Pero tratándose de aspectos técnicos de alguna complejidad, este opinador no quiere fastidiar al eventual lector (a) de estas líneas, con datos de difícil deglución, para quienes no transitamos las ciencias herméticas de la ingeniería, la arquitectura o la planeación, por lo que, respetuosamente se permite convidarlos (as), no a galletas de salvado con jugo, sino a encontrarnos en la siguiente parte de estas líneas, con el propósito de deleitarnos con las suculencias del Documento Técnico del Plan de Desarrollo Municipal- Quilichao Vive-2020-2030, para ir entendiendo el porqué del actual desorden de Quilichao y por qué nos siguen tratando como un pueblo pequeño de la recóndita provincia.

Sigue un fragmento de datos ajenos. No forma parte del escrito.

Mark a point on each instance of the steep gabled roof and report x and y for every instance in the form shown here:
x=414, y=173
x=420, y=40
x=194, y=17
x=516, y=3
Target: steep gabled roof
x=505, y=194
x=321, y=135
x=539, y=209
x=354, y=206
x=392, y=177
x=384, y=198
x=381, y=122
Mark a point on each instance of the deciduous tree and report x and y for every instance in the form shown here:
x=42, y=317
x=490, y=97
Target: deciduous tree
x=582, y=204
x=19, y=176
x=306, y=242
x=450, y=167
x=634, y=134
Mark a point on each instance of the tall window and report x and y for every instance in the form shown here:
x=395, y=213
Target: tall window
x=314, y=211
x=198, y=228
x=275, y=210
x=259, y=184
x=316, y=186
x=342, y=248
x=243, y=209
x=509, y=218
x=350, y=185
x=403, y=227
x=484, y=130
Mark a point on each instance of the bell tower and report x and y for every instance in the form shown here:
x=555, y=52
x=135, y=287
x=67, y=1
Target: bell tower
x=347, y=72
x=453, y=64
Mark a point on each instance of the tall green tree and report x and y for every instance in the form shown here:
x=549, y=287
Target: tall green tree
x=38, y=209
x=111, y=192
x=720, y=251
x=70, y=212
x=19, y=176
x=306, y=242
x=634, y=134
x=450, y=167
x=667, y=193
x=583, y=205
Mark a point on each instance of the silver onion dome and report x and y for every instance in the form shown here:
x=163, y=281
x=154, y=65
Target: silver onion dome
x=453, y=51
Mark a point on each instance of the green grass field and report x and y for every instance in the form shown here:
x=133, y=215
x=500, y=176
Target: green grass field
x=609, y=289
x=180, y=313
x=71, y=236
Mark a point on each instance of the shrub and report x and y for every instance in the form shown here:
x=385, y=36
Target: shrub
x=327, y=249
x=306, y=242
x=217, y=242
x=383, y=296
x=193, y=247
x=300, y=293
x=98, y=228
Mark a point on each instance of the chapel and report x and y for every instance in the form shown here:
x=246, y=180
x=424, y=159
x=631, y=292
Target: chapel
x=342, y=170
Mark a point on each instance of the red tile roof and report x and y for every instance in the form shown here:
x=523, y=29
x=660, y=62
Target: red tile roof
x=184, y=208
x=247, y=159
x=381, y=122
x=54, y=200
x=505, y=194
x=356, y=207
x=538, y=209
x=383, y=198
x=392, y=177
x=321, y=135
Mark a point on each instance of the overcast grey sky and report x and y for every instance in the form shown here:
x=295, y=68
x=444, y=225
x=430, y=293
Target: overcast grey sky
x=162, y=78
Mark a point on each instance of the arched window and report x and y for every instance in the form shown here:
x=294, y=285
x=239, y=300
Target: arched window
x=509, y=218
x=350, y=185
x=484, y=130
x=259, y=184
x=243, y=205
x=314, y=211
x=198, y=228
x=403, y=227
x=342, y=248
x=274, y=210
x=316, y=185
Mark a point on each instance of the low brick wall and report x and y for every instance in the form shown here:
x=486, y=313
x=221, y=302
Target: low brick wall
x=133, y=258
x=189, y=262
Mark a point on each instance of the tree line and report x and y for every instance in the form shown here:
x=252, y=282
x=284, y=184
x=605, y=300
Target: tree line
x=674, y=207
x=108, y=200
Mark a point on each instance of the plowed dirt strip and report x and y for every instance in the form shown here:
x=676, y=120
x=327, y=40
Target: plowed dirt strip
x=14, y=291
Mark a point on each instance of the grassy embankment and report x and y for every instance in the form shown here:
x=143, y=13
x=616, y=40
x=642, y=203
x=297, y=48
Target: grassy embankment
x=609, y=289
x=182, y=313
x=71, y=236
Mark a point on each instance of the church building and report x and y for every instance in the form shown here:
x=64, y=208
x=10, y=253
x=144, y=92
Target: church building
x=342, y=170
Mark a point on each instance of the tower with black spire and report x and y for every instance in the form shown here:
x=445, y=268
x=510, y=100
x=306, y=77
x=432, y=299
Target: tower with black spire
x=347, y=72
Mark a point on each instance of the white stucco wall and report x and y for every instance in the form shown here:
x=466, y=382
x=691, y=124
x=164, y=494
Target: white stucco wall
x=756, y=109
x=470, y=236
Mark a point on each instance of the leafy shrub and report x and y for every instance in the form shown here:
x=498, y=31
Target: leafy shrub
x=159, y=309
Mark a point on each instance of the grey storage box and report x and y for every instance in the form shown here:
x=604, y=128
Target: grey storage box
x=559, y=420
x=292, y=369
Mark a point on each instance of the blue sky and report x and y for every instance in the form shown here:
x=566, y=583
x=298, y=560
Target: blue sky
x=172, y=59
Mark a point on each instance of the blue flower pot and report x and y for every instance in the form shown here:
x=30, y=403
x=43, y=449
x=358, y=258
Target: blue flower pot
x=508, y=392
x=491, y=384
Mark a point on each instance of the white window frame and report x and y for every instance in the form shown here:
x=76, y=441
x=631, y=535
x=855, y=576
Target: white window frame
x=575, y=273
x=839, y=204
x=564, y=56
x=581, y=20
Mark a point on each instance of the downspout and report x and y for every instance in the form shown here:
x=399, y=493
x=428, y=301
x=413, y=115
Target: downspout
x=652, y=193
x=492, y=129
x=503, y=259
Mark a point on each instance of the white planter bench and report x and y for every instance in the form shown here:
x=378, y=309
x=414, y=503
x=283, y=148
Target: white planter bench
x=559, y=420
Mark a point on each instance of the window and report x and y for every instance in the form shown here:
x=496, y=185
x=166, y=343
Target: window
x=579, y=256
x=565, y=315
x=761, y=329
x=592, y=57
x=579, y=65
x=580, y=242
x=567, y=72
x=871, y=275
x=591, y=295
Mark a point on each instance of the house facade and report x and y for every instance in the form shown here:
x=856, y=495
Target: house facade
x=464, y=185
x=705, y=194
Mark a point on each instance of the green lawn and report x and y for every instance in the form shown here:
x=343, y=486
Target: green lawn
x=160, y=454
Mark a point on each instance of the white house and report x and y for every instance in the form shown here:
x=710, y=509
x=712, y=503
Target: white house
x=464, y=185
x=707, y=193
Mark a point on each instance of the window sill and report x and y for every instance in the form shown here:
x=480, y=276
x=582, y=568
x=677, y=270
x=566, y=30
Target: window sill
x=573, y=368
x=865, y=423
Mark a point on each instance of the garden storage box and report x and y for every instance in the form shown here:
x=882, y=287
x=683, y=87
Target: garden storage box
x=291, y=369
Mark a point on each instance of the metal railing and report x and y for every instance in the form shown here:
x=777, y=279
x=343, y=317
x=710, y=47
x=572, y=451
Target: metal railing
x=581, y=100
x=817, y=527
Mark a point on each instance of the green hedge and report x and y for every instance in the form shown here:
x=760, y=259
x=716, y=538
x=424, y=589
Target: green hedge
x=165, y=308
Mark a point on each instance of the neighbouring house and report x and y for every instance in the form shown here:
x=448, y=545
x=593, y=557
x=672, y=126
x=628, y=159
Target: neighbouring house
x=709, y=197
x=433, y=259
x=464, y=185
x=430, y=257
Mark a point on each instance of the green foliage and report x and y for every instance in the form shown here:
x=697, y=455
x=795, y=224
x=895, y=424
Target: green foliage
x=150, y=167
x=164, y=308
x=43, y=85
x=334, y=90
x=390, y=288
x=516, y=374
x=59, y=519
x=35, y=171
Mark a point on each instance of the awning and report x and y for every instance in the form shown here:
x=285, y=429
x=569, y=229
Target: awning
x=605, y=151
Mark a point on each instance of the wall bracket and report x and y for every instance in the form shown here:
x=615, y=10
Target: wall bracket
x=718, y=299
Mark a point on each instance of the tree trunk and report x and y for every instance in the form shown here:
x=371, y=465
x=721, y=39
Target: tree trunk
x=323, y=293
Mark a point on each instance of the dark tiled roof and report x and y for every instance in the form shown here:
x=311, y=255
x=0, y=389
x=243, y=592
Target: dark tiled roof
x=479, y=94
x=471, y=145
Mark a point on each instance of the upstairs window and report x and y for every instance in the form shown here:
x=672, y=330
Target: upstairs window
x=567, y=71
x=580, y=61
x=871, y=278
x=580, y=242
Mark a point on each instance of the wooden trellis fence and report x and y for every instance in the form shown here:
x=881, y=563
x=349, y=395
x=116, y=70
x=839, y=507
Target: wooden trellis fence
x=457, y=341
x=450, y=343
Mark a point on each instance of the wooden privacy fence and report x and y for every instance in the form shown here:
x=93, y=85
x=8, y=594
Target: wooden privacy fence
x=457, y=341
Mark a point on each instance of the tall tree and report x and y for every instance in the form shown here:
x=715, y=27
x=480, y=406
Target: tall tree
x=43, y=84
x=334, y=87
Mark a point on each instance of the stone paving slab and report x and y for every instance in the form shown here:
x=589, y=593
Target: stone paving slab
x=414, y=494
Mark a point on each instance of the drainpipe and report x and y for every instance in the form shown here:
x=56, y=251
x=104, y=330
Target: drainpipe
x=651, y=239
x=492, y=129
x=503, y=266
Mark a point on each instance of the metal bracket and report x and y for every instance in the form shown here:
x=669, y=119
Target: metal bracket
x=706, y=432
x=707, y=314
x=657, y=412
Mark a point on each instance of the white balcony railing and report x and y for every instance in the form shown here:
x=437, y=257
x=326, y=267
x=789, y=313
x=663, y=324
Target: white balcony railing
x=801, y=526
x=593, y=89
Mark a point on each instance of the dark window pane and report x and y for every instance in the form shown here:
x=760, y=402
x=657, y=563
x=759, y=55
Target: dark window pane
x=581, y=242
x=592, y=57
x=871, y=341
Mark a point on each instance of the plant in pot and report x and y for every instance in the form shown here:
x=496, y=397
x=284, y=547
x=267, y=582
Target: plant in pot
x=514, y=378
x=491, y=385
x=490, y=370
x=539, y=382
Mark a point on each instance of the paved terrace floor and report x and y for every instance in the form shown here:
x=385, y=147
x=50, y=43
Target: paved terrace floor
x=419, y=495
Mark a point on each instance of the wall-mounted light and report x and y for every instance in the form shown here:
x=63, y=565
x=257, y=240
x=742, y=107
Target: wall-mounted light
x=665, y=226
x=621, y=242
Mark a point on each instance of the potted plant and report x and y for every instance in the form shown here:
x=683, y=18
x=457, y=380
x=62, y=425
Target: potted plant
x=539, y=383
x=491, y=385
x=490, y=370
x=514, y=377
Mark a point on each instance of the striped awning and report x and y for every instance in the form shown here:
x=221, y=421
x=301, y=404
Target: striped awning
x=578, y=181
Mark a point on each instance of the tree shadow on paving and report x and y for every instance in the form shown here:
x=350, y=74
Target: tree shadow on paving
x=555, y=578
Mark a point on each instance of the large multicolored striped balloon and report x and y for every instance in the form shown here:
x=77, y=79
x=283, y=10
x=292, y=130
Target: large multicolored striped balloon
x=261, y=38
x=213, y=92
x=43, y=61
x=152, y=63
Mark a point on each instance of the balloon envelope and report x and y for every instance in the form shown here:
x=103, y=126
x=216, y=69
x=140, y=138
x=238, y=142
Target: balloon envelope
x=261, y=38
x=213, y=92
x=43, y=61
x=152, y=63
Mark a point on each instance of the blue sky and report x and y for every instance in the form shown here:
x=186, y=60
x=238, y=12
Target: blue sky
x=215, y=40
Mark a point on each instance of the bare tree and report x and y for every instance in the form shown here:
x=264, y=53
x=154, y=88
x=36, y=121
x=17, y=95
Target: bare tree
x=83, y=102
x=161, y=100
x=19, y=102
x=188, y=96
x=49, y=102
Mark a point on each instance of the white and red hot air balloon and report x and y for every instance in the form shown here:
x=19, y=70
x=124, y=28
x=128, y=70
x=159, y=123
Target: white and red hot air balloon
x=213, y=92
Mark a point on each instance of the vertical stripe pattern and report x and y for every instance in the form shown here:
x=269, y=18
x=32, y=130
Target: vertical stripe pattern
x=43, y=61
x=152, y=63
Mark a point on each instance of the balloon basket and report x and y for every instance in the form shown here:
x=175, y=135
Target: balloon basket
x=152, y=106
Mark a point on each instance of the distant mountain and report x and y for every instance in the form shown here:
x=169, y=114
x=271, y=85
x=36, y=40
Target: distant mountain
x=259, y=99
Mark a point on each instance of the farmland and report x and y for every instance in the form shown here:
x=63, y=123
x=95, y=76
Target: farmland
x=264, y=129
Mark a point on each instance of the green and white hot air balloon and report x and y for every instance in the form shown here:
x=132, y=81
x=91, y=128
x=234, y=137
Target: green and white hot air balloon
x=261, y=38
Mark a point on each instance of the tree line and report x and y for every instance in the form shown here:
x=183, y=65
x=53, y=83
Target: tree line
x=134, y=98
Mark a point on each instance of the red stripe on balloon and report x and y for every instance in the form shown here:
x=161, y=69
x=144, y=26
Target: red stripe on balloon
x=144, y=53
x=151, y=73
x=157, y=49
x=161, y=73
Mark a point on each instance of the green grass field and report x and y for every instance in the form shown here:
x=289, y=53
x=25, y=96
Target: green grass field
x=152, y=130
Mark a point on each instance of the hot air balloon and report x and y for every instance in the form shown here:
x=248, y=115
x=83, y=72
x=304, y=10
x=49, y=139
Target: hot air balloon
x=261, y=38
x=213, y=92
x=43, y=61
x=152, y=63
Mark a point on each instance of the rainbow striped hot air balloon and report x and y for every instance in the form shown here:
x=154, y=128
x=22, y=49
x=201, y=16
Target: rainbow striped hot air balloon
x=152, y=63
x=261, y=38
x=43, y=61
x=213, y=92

Adelanto: Solo la puntica. La falta de avance en el cambio de PBT a POT, no sólo ha sido culpa de la administraciones municipales, los miembros del Concejo Municipal de Quilichao, también han tenido gran responsabilidad, por no ocuparse de asuntos como este y haber convertido al Concejo Municipal en la secretaria de prensa y vocería alterna de las alcaldías municipales, especialmente ésta; la da la señora Guzmán.